Ce que nous venons de décrire n'est bien sûr
rien d'autre que les conséquences du progrès technique.
D'aucuns pourraient faire justement faire observer que de tout
temps, l'homme a inventé, créé et utilisé ses créations. Il
en découle une question légitime : en quoi notre époque est-elle
particulière ?
La caractéristique principale de notre époque
réside sans doute dans l'accélération du progrès technique ou
plus exactement dans le franchissement d'un seuil critique. La
vitesse de transformation est aujourd'hui devenue plus rapide que
nos capacités d'assimilation individuelle. Jamais avant notre époque
les transformations techniques n'ont été globalement plus vite
que les capacités techniques de la communication. Auparavant,
les facteurs limitants étaient plus intellectuels, politiques,
économiques, ou sociaux.
la quasi-totalité des professionnels de
la communication -quel que soit leur cadre d'exercice- se
trouvent confrontés à la nécessité de faire circuler ou
d'animer des informations STI.
Face à ces constats, nul n'ose nier
aujourd'hui l'importance de la communication des informations
scientifiques et techniques. Aussi bien au niveau de l'individu,
qu'au niveau des entreprises ou de toute collectivité, la
confrontation peut être quasi-quotidienne avec ces machines, ces
systèmes ou ces concepts qui imposent -pour être dans le coup-
une actualisation permanente des connaissances ou des savoir-faire
scientifiques et techniques.
Au niveau de l'individu, il peut s'agir de débloquer
l'imprimante de son traitement de texte, comme il peut s'agir de
choisir le bon carburant sans plomb pour une voiture de location
ou de réserver un billet d'avion par minitel. Il peut s'agir
aussi de répondre à ses enfants à propos de la voie lactée,
ou de décrypter un article d'un quotidien sur les dangers ou prétendus
dangers des fours à micro-ondes. Nul ne peut ignorer les conséquences
des mutations industrielles sur l'organisation du travail et sur
l'emploi ; chacun est amené à s'interroger sur l'orientation de
ses enfants, les filières de formation et les nouveaux métiers.

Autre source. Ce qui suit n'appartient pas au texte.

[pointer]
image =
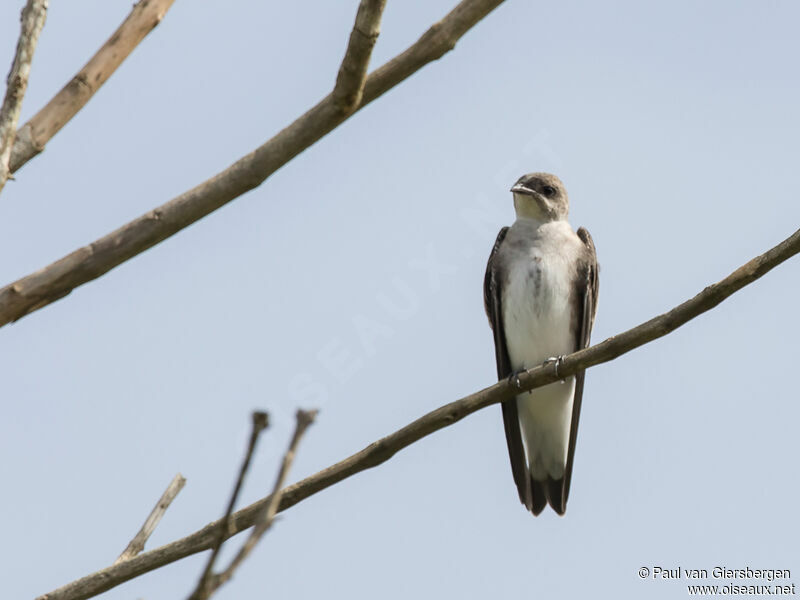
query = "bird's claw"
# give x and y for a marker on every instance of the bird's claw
(557, 360)
(514, 378)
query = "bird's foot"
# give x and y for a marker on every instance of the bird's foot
(514, 378)
(557, 360)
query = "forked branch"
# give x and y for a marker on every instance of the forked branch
(383, 449)
(34, 135)
(33, 17)
(90, 262)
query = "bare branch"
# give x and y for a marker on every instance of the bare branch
(90, 262)
(353, 72)
(153, 519)
(33, 17)
(34, 135)
(260, 423)
(382, 450)
(211, 583)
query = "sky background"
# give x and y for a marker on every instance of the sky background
(674, 127)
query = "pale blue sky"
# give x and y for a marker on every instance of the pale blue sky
(674, 127)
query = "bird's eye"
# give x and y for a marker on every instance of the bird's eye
(549, 191)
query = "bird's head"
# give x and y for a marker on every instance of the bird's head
(540, 196)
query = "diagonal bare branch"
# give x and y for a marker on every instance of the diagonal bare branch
(382, 450)
(34, 135)
(260, 421)
(352, 75)
(90, 262)
(210, 583)
(136, 545)
(33, 17)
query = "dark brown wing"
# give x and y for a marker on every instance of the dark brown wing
(588, 285)
(494, 310)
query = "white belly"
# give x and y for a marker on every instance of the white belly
(537, 318)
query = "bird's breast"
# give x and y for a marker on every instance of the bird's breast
(537, 307)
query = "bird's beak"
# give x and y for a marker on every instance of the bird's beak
(520, 188)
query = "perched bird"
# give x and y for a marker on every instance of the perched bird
(540, 293)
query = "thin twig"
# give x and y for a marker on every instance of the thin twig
(352, 75)
(34, 135)
(140, 539)
(90, 262)
(260, 423)
(382, 450)
(211, 583)
(33, 17)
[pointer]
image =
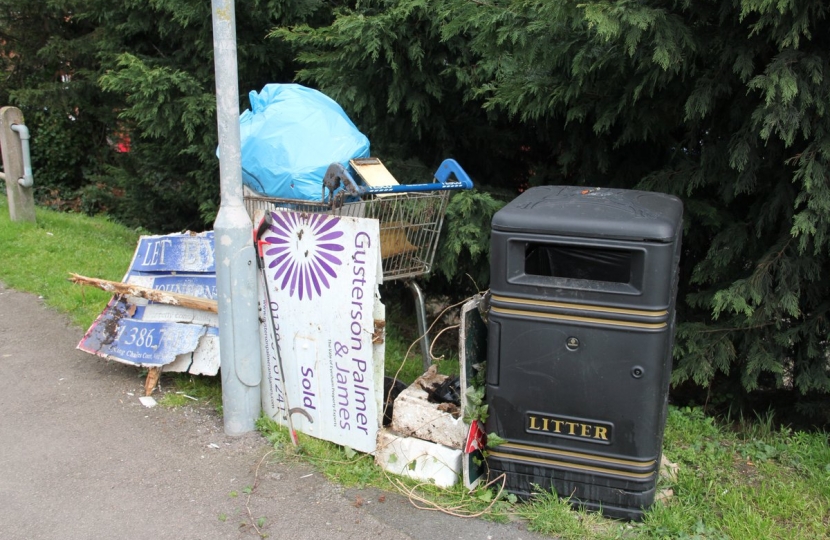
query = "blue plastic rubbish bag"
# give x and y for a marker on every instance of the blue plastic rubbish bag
(290, 137)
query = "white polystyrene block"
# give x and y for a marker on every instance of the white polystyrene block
(419, 459)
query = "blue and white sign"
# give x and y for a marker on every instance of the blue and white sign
(134, 331)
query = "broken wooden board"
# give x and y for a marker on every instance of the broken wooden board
(137, 331)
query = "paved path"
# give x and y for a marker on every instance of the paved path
(80, 458)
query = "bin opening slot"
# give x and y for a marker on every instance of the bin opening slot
(571, 262)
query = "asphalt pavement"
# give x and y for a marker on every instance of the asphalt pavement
(81, 457)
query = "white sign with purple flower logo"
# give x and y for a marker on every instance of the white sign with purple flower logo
(320, 315)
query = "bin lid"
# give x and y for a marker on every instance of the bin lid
(593, 213)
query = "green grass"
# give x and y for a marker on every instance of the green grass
(743, 479)
(38, 258)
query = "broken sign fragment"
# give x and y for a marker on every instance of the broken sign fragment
(136, 331)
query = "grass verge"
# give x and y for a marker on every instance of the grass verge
(743, 479)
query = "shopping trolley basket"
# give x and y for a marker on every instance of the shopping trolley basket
(409, 216)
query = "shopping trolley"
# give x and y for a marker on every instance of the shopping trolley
(410, 217)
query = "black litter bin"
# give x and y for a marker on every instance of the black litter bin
(581, 325)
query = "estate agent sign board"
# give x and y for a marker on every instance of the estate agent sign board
(320, 313)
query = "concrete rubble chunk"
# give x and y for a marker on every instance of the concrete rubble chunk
(415, 416)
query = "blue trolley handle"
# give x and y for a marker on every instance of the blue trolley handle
(337, 175)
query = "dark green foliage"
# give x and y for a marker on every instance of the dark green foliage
(88, 72)
(722, 103)
(463, 256)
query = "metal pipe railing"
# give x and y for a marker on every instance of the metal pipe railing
(27, 180)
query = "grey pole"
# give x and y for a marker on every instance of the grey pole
(235, 254)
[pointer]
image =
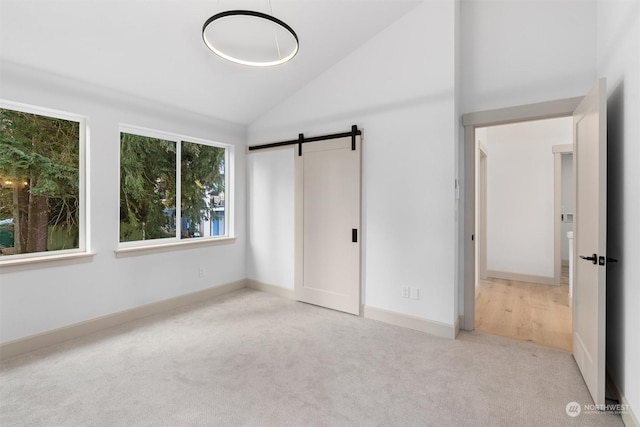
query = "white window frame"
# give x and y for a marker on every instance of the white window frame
(83, 221)
(176, 241)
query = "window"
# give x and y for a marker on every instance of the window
(172, 188)
(41, 182)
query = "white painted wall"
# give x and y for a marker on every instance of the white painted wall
(270, 217)
(522, 52)
(45, 297)
(619, 61)
(398, 87)
(519, 51)
(520, 176)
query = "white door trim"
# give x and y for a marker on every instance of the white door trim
(471, 121)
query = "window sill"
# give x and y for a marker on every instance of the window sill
(45, 261)
(170, 247)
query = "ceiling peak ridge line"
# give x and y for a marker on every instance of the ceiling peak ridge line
(235, 58)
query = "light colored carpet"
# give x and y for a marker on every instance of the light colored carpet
(253, 359)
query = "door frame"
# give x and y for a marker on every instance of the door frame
(471, 121)
(481, 238)
(558, 152)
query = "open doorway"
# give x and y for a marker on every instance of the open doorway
(523, 213)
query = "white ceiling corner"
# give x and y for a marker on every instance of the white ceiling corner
(152, 49)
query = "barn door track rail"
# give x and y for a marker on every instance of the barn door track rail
(302, 139)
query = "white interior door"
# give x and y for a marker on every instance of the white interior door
(328, 225)
(590, 169)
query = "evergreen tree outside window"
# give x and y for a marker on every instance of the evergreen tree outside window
(171, 188)
(42, 206)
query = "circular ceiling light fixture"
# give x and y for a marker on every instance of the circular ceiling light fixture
(250, 38)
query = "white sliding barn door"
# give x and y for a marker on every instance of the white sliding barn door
(590, 239)
(327, 198)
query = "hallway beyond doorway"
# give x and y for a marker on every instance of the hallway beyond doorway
(525, 311)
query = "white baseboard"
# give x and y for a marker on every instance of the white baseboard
(529, 278)
(411, 322)
(628, 417)
(65, 333)
(271, 289)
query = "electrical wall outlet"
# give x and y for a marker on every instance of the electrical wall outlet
(405, 292)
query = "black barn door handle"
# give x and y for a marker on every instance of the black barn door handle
(593, 258)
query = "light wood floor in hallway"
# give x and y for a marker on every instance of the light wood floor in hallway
(525, 311)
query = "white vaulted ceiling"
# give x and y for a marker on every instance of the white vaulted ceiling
(153, 49)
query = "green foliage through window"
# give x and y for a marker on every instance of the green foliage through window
(39, 183)
(149, 190)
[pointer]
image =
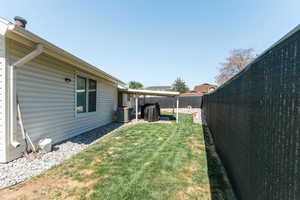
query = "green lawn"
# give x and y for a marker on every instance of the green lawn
(143, 161)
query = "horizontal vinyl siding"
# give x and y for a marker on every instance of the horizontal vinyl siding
(48, 102)
(2, 101)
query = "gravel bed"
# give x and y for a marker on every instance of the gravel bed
(35, 163)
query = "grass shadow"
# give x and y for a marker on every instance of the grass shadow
(168, 115)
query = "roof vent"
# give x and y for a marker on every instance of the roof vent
(20, 21)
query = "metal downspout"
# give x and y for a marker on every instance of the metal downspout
(13, 94)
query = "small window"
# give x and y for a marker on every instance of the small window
(92, 96)
(81, 94)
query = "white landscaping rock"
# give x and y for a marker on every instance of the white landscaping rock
(23, 168)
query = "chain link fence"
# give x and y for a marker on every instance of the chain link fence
(255, 122)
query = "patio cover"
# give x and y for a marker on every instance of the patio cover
(138, 92)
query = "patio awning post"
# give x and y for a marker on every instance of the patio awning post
(177, 105)
(136, 108)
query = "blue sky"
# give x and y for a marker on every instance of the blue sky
(156, 41)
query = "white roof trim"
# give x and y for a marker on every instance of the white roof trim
(59, 53)
(150, 92)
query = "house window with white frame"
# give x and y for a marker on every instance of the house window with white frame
(86, 94)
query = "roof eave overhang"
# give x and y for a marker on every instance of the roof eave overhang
(30, 39)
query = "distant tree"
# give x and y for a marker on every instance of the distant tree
(180, 86)
(237, 60)
(135, 85)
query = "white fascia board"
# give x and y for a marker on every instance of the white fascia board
(59, 53)
(150, 92)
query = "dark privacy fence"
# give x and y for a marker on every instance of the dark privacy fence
(170, 102)
(255, 122)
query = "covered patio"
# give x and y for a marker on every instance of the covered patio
(141, 92)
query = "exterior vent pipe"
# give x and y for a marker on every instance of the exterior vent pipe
(20, 22)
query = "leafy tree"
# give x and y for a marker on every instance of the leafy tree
(237, 61)
(135, 85)
(180, 86)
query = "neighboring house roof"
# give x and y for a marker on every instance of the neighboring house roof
(160, 88)
(30, 39)
(204, 88)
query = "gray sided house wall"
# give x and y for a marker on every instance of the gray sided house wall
(48, 102)
(2, 100)
(255, 122)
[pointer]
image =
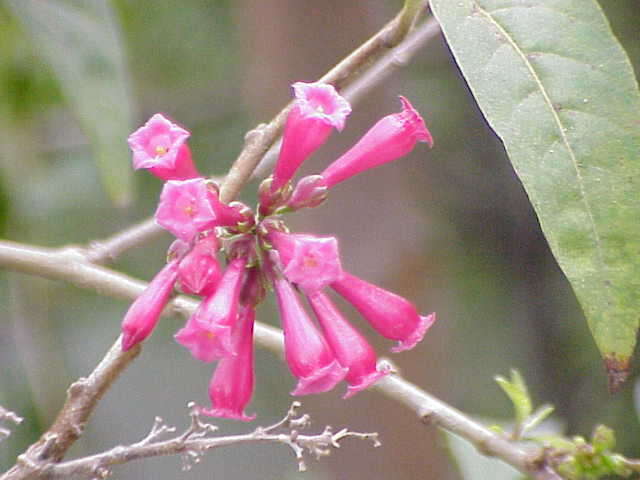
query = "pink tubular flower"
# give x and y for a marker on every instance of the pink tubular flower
(192, 206)
(144, 312)
(209, 331)
(309, 357)
(391, 138)
(199, 271)
(317, 109)
(351, 348)
(160, 146)
(389, 314)
(231, 386)
(308, 261)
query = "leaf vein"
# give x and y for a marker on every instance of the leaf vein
(557, 120)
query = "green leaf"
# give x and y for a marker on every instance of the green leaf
(80, 41)
(517, 392)
(558, 89)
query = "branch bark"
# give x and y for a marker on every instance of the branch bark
(67, 265)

Du point de vue de l'entreprise, chaque
dirigeant, chaque technicien mesure bien l'importance cruciale
qui s'attache aux informations scientifiques, techniques et
industrielles. La nécessité de la veille technologique n'est
plus discutée : qui prendrait à l'heure actuelle sciemment le
risque de ne pas se tenir au courant des évolutions à long,
moyen ou court terme (offre, demande explicite ou non, savoir
faire, matériaux) ou de ne pas valoriser le produit de ses
investissements ?
Ainsi, à l'interne des entreprises, cercles
de qualité, comités de veille, politiques culturelles ou
actions de formation spécialisées modifient les rapports de
nombreux salariés avec l'information STI. A l'externe, la
politique de communication technique avec les sous-traitants, les
laboratoires, les distributeurs et les consommateurs se
transforme considérablement, ayant de plus en plus à délivrer
des messages complexes. Les services de communication interne et
externe et leurs sous-traitants habituels ont ainsi développé
des compétences autour de la rédaction des documents
techniques, de la formation des vendeurs, du contrôle de la
qualité et de l'information de consommateurs. Des comités de
veille technologique sollicitent de manière nouvelle les
services documentaires et leurs réseaux de bases de données qui
élaborent en retour un service plus serré de diffusion de
l'information et de recueil des besoins.
L'état et les collectivités territoriales,
quelle que soit leur dimension, se trouvent obligés d'envisager
l'avenir et leur développement en terme du flux de compétences
STI des populations, vu la croissance des besoins en personnels
qualifiés, polyvalents, intelligents vis à vis des machines,
des programmes, des systèmes dans lesquels ils travaillent et
travailleront.
C'est pourquoi ces collectivités mettent en
place des politiques d'information scientifique et technique dans
le but de favoriser le développement des ressources humaines sur
leur territoire. Ces politiques se concrétisent non seulement
dans la mise en place d'équipements culturels et de centres de
formation, mais encore dans la création d'agences spécialisées,
la mise en réseau des différents partenaires et l'organisation
de colloques, de forums et de symposiums pour lesquels les
nouveaux médias sont largement mobilisés.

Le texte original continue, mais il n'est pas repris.